Unexpected bills to patients for out-of-network medical care have been a problem for years. Patients, their providers – both in and out-of-network – and the insurance carriers (the “payors”) have likely been involved at one time or another in the sometimes messy situation triggered by an out-of-network provider submitting a claim for charges. Payors have been trying to eliminate the instances when they are obligated to pay charges or a percentage thereof, while certain specialty providers are trying to hold out for as long as possible and obtain maximum reimbursement.
The exposure to patients for enormous balances remaining after applying their insurance coverage may soon be a thing of the past. When specialty providers refuse to contract with payors because they deem the fees offered inadequate, the payors have re-written the insurance policies to cap benefits based on a percentage of some benchmark fee. The payors also attempt to educate and incent their insureds to use only network providers lest they be exposed to large balances. The payors have also enlisted their network providers to not use out-of-network providers or be subject to takebacks themselves.
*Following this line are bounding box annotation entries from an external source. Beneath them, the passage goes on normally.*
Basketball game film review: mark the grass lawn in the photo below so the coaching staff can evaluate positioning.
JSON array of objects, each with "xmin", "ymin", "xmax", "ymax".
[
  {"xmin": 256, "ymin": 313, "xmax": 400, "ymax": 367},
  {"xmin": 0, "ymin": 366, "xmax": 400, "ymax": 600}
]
The payors want their insureds to become more active and aware in the selection of providers
For example, a person is injured and seeks treatment in the emergency department for a laceration to the forehead requiring the skills of the plastic surgeon on call. The plastic surgeon does not accept any insurance and simply bills the patient based on her charges, which are usually a multiple of Medicare and what the payor would pay under an agreement with a network plastic surgeon. Because the insurance company must indemnify the insured in such emergency situations, so begins the negotiation between the payor and the surgeon. The surgeon is not obligated to accept the fee offered by the payor, but may demand a greater fee provided it is reasonable and so the patient is stuck in the middle liable for the difference between the payor’s fee (low) and the surgeon’s charges (high) – which could be thousands of dollars.
New York Governor Andrew Cuomo has been eyeing this issue. While his executive budget is silent on the point, the Senate’s budget bill is not. The Senate seeks to insulate patients from balance billing for emergency services. It would require binding arbitration for disputes over physician fees for emergency services.
The Senate would set a new standard by requiring health plans to offer products that provide coverage of 80% of the usual and customary cost of out-of-network services as defined by FAIR Health, an independent entity that publishes equitable charges for specific health care services.
Health plans and doctors also would be subject to various new disclosure rules. Hospitals would be required to disclose their standard charges for items and services they provide, including for diagnosis-related groups. They must disclose which insurance plans they accept, and the name, practice name and contact information for any physician whose services will be provided at the hospital but will not be billed as part of the hospital charges. They would have to make that disclosure at either pre-admission testing, outpatient registration, or non-emergency hospital admission, whichever is earlier. They must disclose whether physician anesthesiology, pathology, radiology or other services are billed as part of the hospital charges or separately.
With this information available, patients will have more opportunity to understand ahead of time their exposure for medical bills and perhaps make choices to mitigate the exposure.